Dubai: Arabtec’s proposal to reduce its capital and launch a Dh1.5 billion rights issue could be the first step in finally turning around the company’s financial performance in the long term after nine consecutive quarters of losses, analysts said.

Arabtec on Monday said it will convene a general assembly meeting to get shareholder approval for a capital reduction plan and a Dh1.5 billion rights issue.

This came as the Dubai-listed construction company reported Dh3.4 billion in net losses in 2016, widening from the Dh2.35 billion losses recorded a year earlier. Losses for the fourth quarter of 2016 alone were Dh2.95 billion compared to Dh403,740 in losses recorded in the same quarter of 2015.

“Nobody in their most pessimistic expectations expected a number like this. If they announce these numbers without announcing any plans for refinancing or rebuilding the capital, that would have been worse for a public company. I think shareholders will have to take some more pains going forward as part of the restructuring of the capital,” said Mohammad Yasin, managing director at National Bank of Abu Dhabi Securities.

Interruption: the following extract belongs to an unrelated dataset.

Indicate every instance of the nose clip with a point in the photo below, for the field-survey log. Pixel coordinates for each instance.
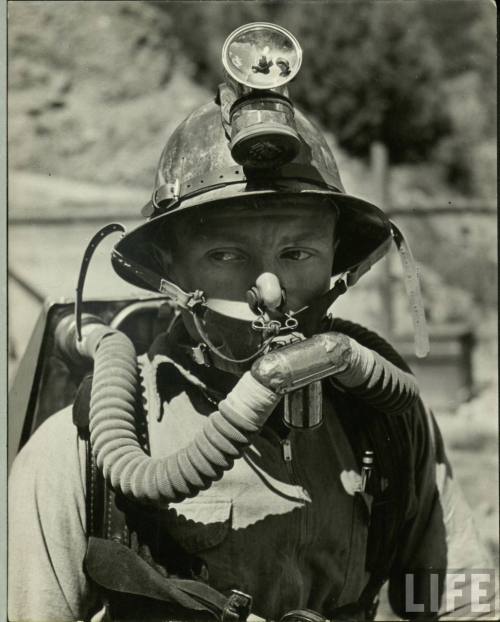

He added that the company may start seeing improved performance in 2018 but not in the short term.

“I think Arabtec can be a good turnaround story, but we’re not sure where from because we’re not sure how much of a loss the current shareholder will absorb before capital restructuring happens, and until that happens, we don’t know where the share price will bottom out,” Yasin said.

Meanwhile, Hamish Tyrwhitt, group chief executive officer of Arabtec, said the board’s decision to reduce capital follows an assessment of the company’s financial and operational position, as well as the appointment of new leadership.

He added that a capital reduction programme would allow the bank to keep its “existing arrangements with lending banks, avoiding the cost of additional interest payments and maintaining the group’s required ratio of debt to capital.”

In a separate statement, Arabtec said its other proposal to raise Dh1.5 billion via a rights offering will allow the company to fund the completion of ongoing projects, and provide financial flexibility to pursue growth. The company said its backlog of existing and committed future projects stands at Dh18.1 billion.